TGH’s asset portfolio is rich in farming whenua, fishing quota and both pine and exotic forests, and that offers the opportunity to extract more value by building a brand strong on provenance.
Provenance is taken from the French word ‘provenir’ which means ‘to come from’. It’s growing in importance in the food industry as consumers become more aware of how food is produced, the origins of ingredients, ethics used to produce and transport goods and, of course, sustainability.
“Being an iwi organisation with our own tribal whenua and many of our own people working on the land, we have a great story about where our food and fibre comes from and how we produce it,” says Hemi.
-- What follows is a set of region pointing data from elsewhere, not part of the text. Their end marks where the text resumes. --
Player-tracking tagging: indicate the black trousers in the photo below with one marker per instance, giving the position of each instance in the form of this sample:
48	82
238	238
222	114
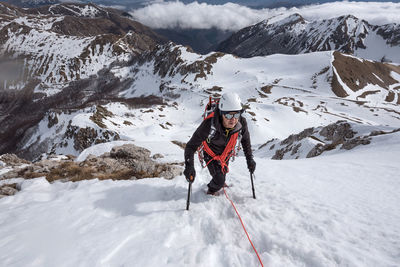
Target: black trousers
218	178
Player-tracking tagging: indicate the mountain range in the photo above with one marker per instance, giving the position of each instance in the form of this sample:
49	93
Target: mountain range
67	65
295	35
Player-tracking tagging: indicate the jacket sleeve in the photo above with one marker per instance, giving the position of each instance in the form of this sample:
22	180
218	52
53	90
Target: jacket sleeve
198	137
246	143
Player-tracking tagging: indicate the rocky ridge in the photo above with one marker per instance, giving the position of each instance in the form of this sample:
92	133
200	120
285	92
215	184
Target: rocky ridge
126	162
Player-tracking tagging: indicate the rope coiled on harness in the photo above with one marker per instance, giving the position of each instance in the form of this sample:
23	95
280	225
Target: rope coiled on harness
228	152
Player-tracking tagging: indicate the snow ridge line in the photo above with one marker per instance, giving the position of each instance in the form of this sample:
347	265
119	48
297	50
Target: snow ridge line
244	228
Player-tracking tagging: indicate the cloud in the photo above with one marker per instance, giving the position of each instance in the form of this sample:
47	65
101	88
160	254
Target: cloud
231	16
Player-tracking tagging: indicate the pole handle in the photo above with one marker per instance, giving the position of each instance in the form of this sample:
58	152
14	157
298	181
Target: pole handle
189	191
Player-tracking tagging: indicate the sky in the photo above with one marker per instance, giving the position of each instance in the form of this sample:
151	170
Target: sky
231	16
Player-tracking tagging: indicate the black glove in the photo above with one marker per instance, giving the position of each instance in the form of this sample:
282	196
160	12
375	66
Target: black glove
189	172
251	165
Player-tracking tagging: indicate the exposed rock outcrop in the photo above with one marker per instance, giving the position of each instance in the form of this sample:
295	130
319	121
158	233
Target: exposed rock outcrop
122	163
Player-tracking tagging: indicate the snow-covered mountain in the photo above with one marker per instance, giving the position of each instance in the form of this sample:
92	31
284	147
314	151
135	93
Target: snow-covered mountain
48	47
295	35
297	91
338	208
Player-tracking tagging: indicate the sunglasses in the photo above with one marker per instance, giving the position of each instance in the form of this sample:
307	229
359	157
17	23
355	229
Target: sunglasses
230	116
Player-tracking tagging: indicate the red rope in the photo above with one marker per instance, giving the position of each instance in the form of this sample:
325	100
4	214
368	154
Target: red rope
244	228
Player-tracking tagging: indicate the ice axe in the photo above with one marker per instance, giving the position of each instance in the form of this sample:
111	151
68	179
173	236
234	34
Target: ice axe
252	185
189	191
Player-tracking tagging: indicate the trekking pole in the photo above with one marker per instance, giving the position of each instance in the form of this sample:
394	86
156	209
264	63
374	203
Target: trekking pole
252	185
189	191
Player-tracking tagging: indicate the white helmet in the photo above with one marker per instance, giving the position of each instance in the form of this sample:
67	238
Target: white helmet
230	102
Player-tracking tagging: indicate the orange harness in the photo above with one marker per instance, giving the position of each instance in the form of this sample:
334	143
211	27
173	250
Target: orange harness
228	152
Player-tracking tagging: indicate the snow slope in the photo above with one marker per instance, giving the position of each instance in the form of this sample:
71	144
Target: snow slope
336	210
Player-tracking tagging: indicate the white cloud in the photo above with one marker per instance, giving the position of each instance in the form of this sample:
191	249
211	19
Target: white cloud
234	17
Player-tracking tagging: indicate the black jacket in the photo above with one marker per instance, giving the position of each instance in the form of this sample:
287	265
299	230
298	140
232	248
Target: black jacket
220	139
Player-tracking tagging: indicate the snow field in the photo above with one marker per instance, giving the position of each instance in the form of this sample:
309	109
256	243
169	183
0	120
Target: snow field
336	210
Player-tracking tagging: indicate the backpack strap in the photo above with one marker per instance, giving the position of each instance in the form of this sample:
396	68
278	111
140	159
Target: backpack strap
213	129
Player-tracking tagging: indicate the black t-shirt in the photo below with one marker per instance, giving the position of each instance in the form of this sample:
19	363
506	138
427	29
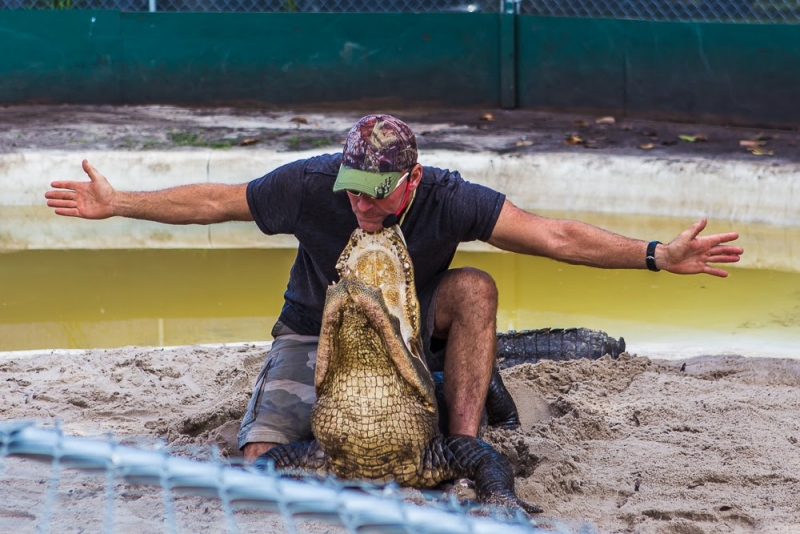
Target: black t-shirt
298	199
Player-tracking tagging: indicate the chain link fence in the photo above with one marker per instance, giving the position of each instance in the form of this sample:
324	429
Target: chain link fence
753	11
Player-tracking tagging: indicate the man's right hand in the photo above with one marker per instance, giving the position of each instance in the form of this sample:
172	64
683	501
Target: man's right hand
87	200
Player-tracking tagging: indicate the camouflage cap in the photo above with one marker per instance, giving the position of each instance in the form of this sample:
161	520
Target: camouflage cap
377	152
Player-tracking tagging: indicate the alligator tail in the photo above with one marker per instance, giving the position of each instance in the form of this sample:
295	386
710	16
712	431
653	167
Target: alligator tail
468	457
560	344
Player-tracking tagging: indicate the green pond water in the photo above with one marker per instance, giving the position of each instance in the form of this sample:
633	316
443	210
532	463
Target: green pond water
80	299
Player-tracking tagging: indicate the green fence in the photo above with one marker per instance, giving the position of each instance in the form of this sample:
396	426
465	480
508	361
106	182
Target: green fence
721	72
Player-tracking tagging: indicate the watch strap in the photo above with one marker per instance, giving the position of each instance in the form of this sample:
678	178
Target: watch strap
650	258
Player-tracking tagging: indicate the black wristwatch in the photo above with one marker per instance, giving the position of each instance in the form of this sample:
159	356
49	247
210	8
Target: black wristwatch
650	259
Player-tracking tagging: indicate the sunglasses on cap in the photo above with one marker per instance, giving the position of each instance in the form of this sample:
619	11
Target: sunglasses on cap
397	185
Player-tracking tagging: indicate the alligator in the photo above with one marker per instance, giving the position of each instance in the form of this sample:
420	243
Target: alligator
560	344
376	415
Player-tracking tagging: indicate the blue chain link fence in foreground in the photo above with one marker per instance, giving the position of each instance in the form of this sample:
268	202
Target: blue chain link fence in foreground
753	11
58	483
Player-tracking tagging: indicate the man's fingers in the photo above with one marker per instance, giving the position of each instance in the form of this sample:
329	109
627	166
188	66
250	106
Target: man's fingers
68	212
697	227
63	185
715	271
723	258
60	195
91	171
62	204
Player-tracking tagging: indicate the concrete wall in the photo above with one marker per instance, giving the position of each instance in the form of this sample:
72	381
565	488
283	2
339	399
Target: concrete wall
642	197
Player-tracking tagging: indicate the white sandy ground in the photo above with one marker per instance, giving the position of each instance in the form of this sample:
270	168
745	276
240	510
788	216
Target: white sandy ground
628	445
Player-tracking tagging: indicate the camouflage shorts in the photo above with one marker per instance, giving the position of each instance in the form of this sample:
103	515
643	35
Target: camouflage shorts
280	408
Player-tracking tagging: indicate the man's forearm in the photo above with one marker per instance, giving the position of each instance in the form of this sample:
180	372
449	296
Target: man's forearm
189	204
583	244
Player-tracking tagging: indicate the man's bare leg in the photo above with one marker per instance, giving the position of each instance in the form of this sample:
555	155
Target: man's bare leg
255	449
466	315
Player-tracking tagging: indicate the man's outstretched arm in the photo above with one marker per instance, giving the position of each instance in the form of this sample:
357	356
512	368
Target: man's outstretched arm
583	244
188	204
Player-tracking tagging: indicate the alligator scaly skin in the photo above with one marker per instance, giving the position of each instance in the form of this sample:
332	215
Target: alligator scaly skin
376	415
559	344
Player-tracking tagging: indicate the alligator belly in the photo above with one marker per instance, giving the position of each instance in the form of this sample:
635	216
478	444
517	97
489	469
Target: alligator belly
376	435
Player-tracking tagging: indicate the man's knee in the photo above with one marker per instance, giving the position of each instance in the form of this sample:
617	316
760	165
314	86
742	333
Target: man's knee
465	285
467	295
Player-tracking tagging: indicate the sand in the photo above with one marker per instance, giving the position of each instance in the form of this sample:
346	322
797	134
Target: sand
627	445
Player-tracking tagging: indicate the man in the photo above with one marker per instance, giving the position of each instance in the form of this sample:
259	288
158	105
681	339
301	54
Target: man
377	181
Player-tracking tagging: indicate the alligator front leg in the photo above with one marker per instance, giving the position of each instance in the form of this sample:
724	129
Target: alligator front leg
298	457
468	457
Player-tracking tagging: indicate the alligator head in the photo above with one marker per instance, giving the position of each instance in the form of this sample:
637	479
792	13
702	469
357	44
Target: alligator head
376	408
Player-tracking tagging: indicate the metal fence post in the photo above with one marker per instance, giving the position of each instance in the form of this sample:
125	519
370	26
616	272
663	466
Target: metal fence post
509	9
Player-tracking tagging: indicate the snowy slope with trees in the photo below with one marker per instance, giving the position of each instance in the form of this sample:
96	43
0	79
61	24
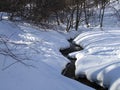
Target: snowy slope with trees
30	59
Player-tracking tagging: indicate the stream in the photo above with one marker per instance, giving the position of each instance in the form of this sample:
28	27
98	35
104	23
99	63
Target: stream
69	70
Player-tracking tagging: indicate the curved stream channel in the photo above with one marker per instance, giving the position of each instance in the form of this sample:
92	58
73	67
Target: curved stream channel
69	71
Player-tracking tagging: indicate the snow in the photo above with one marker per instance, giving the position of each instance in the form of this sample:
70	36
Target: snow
100	60
36	63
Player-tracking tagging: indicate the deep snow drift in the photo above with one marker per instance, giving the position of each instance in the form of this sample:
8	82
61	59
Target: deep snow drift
30	59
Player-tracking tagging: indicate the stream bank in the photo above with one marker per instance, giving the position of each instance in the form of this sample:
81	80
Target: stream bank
69	70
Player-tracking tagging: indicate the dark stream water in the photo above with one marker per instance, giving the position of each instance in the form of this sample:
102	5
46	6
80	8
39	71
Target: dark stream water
69	71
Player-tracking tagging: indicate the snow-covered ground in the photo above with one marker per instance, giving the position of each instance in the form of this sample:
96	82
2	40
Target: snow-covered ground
99	61
30	59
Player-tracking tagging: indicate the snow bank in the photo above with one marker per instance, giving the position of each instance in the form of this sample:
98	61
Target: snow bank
36	62
100	59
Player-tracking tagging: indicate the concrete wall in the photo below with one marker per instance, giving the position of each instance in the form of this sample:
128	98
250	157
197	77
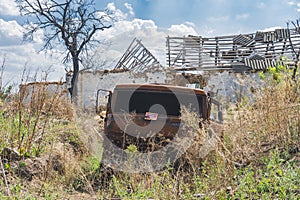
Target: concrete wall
88	82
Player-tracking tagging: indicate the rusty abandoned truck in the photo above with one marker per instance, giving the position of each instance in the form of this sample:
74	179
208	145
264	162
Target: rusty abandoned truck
140	113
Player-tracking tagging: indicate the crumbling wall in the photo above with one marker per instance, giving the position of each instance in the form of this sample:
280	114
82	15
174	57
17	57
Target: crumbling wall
88	82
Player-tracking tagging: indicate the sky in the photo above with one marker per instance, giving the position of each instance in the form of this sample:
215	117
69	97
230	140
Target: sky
148	20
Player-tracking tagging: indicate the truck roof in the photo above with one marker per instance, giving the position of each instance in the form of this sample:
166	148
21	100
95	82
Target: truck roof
158	87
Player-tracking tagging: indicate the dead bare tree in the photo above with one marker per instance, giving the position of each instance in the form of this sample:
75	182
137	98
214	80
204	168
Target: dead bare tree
72	23
296	52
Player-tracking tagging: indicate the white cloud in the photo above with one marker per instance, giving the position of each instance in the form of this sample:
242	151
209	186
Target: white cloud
183	29
10	33
261	5
118	14
218	19
242	16
8	8
129	8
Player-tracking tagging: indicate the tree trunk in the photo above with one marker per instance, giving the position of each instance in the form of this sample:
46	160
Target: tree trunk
75	61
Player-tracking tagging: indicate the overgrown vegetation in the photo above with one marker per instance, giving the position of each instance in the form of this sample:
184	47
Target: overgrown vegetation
257	156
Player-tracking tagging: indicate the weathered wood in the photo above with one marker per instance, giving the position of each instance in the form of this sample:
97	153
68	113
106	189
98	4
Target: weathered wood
200	52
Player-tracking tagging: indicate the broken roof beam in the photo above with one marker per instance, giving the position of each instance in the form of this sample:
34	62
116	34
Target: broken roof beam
136	58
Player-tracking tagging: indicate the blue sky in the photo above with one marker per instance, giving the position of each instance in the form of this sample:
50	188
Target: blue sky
149	20
214	16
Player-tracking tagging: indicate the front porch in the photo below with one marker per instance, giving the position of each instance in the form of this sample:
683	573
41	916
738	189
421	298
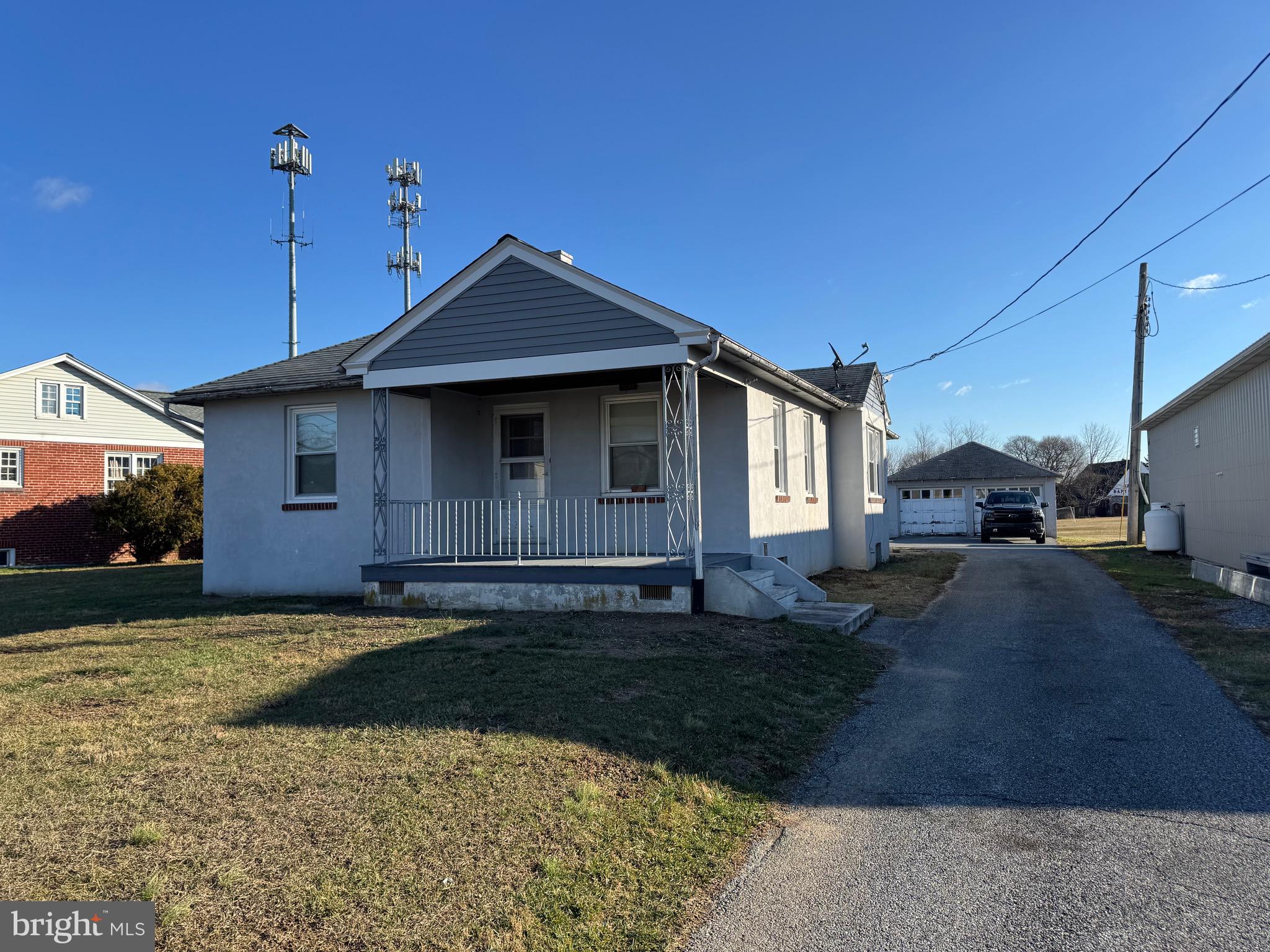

“Currently we sell our food and forestry products to processors who then on-sell them as part of the commodity mix – whether it’s milk powder, meat, seafood, or logs. But I believe we can take more control of our destiny by telling our unique story of iwi ownership and kaitiakitanga (guardianship). That way we can become the ‘price setter’ not the ‘price receiver’.”
There’s also the opportunity to supply TGH-owned hotels with our own meat and seafood products. But it doesn’t stop there.
“The vision is to see the timber in our forests used to build homes for our people; working in partnership with timber mills and local construction businesses to build homes for our whanau. To see it through from tree to new whare,” says Hemi.
Hemi says while there’s a lot of work to be done, it’s a vision that is shared across the Natural Resources team for how it can deliver on ‘manaaki whenua, manaaki taangata, haere whakamua’ - ‘look after the land, look after the people and go forward’.